Dans le monde

Grèce : La population étranglée

Mercredi 7 novembre, le Parlement grec a voté les mesures d'austérité imposées par la Troïka (l'Union européenne, la Banque centrale européenne et le FMI). Dimanche 11 novembre, il a voté le budget 2013 entérinant pour l'année à venir plus de 9 milliards d'économies : c'étaient les deux conditions mises par la Troïka au versement de la tranche « d'aide » de 31 milliards prévue depuis presque six mois.

Pour emporter l'adhésion des députés de la droite et de la gauche, dont les représentants composent le gouvernement, le ministre des Finances a exercé une pression maximum. « Nous avons besoin de la tranche, car la situation des réserves de l'État est limite. Le 16 novembre il faut rembourser des bons du Trésor de cinq milliards d'euros », a-t-il rappelé.

Mais, lundi 12 novembre, les bailleurs de fonds européens et le FMI ont décidé qu'il était urgent d'attendre pour verser leur aide, l'évolution de la dette leur semblant très préoccupante. Elle a atteint en effet 190 % du produit intérieur brut (PIB), au lieu de 170 % en mars dernier. La réduire à 120 % en 2020 est totalement irréaliste, comme c'est évident depuis longtemps.

L'économie grecque s'écroule : la production a reculé de 6,5 % cette année et on s'attend à une chute de 4,5 % pour 2013, chiffre encore hypothétique. Les commerces, les petites entreprises, qui constituent une grande partie du tissu économique, ferment les uns après les autres. Les dernières statistiques officielles donnent un chômage à 25,4 %, deux fois plus qu'en 2010. 58 % des jeunes de 15 à 24 ans et 33 % de la tranche 25-34 ans sont chômeurs. Le bâtiment a supprimé 117 000 emplois en deux ans. Le secteur public, comme le secteur privé, supprime des postes et sabre dans les salaires. La population, asphyxiée par les mesures d'austérité, ne peut pas dépenser ce qu'elle n'a pas. Quant aux Grecs qui ont de l'argent à l'étranger, « ils n'ont pas la confiance nécessaire pour le rapatrier », comme le dit un économiste grec qui qualifie la dette d'insoutenable.

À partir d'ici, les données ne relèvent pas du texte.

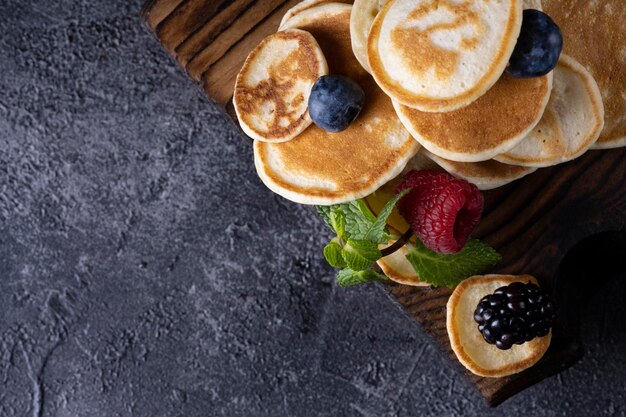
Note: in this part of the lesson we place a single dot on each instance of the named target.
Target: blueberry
(335, 102)
(538, 47)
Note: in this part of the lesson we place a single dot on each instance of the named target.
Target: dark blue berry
(514, 314)
(538, 47)
(335, 102)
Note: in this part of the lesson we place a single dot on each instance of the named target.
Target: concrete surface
(146, 271)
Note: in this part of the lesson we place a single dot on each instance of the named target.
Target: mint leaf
(377, 232)
(350, 278)
(359, 218)
(338, 223)
(360, 254)
(450, 269)
(332, 253)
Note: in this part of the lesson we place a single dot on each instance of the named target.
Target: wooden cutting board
(566, 225)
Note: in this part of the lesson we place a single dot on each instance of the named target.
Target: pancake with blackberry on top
(489, 352)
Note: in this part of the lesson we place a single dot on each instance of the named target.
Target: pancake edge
(289, 192)
(483, 184)
(473, 157)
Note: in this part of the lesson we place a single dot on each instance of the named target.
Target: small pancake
(491, 125)
(480, 357)
(363, 15)
(594, 34)
(486, 175)
(304, 5)
(273, 87)
(441, 55)
(571, 123)
(325, 168)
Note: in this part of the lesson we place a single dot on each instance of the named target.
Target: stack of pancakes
(448, 96)
(437, 97)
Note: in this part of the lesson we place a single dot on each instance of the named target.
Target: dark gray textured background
(146, 271)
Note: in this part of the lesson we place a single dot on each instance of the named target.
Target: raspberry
(442, 210)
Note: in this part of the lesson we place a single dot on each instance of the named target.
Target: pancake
(473, 352)
(491, 125)
(594, 35)
(486, 175)
(441, 55)
(307, 4)
(272, 89)
(363, 15)
(325, 168)
(571, 123)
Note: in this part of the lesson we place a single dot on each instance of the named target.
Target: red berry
(442, 210)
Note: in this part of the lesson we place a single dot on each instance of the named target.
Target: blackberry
(514, 314)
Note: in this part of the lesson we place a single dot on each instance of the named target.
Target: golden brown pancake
(273, 87)
(441, 55)
(570, 125)
(325, 168)
(468, 344)
(594, 33)
(486, 175)
(491, 125)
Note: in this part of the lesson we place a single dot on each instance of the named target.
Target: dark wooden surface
(534, 222)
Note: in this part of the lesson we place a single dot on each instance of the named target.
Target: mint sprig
(447, 270)
(358, 234)
(358, 231)
(349, 278)
(359, 255)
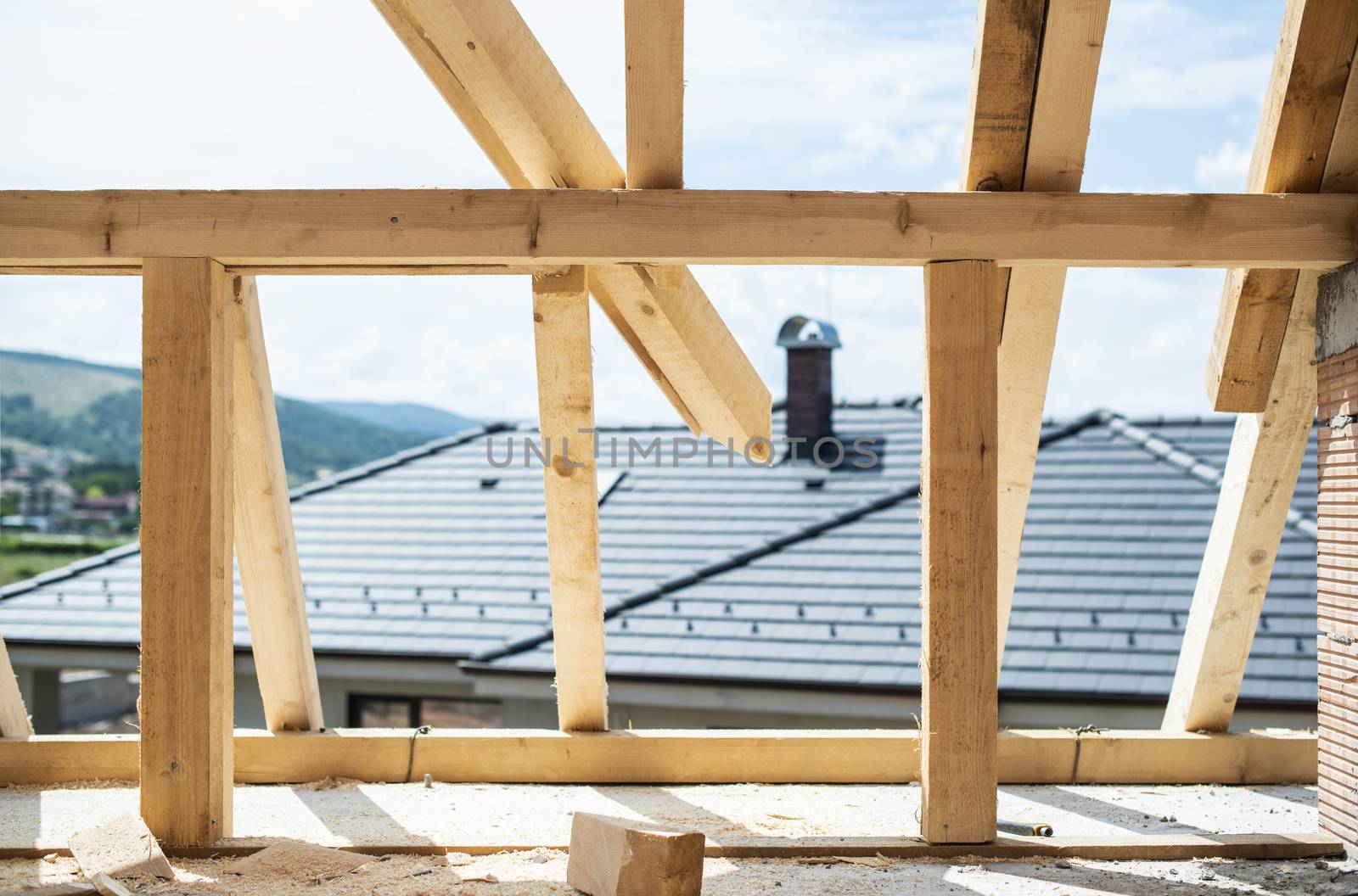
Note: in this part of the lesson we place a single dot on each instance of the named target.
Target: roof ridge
(1188, 463)
(767, 547)
(353, 474)
(693, 577)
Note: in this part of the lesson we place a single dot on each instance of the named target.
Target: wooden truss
(995, 261)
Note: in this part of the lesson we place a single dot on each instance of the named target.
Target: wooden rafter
(267, 549)
(687, 757)
(1004, 71)
(496, 76)
(565, 407)
(187, 472)
(1058, 133)
(14, 717)
(1266, 452)
(654, 37)
(1310, 71)
(723, 227)
(957, 536)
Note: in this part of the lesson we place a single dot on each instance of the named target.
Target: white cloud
(845, 94)
(1226, 169)
(1194, 86)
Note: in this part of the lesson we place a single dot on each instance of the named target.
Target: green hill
(95, 413)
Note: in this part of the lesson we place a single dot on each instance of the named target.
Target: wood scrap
(300, 861)
(105, 886)
(120, 848)
(622, 857)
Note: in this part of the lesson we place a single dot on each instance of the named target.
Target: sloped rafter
(496, 76)
(1312, 68)
(1266, 454)
(267, 549)
(14, 719)
(1034, 78)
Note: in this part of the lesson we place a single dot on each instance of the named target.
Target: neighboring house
(737, 596)
(45, 501)
(104, 511)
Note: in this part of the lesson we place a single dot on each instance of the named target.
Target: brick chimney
(810, 393)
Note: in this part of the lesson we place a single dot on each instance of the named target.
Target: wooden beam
(187, 647)
(565, 407)
(405, 271)
(957, 507)
(1266, 454)
(665, 227)
(267, 549)
(1142, 848)
(1004, 76)
(495, 75)
(687, 757)
(14, 717)
(1312, 67)
(1063, 104)
(654, 40)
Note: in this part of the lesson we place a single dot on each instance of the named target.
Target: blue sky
(781, 94)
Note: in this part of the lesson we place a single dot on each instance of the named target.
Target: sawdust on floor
(542, 872)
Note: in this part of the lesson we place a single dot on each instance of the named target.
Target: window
(370, 710)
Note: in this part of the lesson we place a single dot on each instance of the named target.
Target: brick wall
(1337, 380)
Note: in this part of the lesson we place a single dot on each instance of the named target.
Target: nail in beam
(187, 481)
(959, 516)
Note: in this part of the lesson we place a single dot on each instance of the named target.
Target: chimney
(810, 394)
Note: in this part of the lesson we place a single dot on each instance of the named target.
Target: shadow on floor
(1103, 811)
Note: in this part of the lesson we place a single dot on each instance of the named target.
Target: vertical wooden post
(267, 547)
(565, 405)
(14, 720)
(187, 652)
(654, 41)
(959, 531)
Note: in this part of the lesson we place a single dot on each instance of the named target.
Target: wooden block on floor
(620, 857)
(105, 886)
(122, 848)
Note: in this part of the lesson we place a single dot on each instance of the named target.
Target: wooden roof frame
(995, 262)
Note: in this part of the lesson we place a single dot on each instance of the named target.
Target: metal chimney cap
(800, 332)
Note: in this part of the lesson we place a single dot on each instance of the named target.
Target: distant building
(105, 511)
(45, 501)
(735, 595)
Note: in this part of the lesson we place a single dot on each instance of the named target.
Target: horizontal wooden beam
(686, 757)
(404, 271)
(1164, 848)
(321, 228)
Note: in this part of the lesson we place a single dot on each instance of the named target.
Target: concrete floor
(486, 818)
(536, 819)
(543, 872)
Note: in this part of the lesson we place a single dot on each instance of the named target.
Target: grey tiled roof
(1115, 534)
(789, 574)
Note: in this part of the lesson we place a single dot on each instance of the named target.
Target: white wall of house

Elle l'est en effet. Et plus le temps passe, plus elle s'accroît et plus il est évident qu'elle est sans fin. Le FMI et les gouvernements européens le savent. Mais les banques centrales de ces États, comme la BCE, ont depuis longtemps racheté des obligations grecques, des créances pourries, aux différentes banques privées. Autrement dit, les gouvernements ont transformé des dettes privées en dette publique et ils se voient mal annoncer ouvertement qu'ils renoncent au remboursement, même partiel, de leurs créances et présenter la note à leur population. D'où la réaction tonitruante du président de la banque centrale allemande, Jens Weidmann, opposé à une nouvelle restructuration, c'est-à-dire un effacement au moins partiel de la dette grecque.

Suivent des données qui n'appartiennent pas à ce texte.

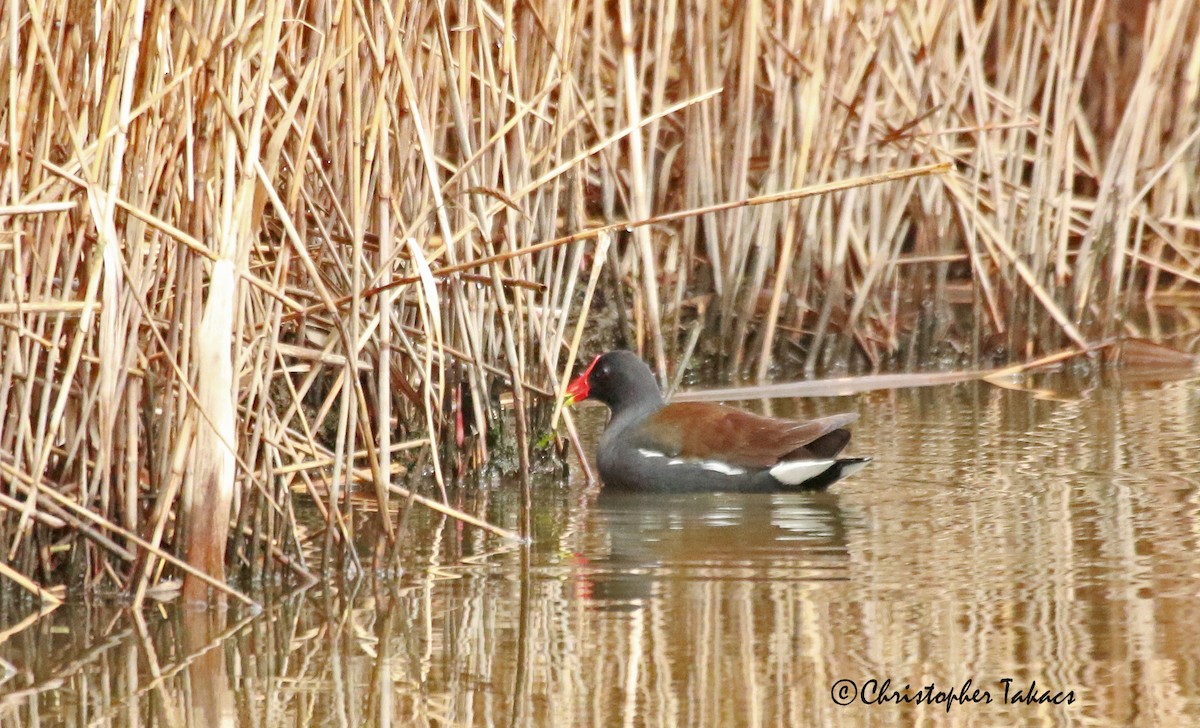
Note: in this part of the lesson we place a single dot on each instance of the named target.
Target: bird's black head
(619, 379)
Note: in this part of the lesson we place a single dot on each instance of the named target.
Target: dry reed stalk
(199, 210)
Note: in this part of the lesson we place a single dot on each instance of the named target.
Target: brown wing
(702, 431)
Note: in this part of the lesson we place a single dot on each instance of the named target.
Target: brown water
(1035, 536)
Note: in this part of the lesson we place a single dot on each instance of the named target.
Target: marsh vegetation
(261, 252)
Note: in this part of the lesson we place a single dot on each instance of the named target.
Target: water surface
(1041, 535)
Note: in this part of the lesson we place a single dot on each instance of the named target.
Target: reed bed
(277, 248)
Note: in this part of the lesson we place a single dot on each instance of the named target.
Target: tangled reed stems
(261, 250)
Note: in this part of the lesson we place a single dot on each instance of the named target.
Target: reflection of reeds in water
(237, 251)
(995, 536)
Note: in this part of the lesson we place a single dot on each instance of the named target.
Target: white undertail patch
(793, 473)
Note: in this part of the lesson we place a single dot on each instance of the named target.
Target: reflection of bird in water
(657, 537)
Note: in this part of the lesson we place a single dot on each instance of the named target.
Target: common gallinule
(649, 445)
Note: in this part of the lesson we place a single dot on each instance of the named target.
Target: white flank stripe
(795, 473)
(715, 467)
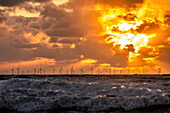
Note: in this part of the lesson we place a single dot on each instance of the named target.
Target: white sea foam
(29, 95)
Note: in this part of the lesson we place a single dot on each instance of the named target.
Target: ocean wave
(29, 95)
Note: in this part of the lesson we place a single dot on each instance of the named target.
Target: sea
(85, 93)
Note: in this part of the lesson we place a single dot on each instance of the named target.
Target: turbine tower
(28, 71)
(35, 71)
(6, 71)
(92, 69)
(18, 70)
(98, 71)
(12, 70)
(110, 71)
(61, 70)
(40, 70)
(54, 70)
(159, 70)
(81, 70)
(72, 70)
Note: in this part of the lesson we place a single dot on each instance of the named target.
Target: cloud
(10, 3)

Les choses vont donc continuer à traîner en longueur, dans un système absurde où la dette renforce la dette, où l'argent prêté par la BCE ne transite même plus par l'État grec mais retourne à la BCE pour payer les intérêts. Un système que payent chèrement la population et les travailleurs grecs, qui les 6 et 7 novembre derniers ont été encore 100 000 dans les rues à protester contre ces attaques.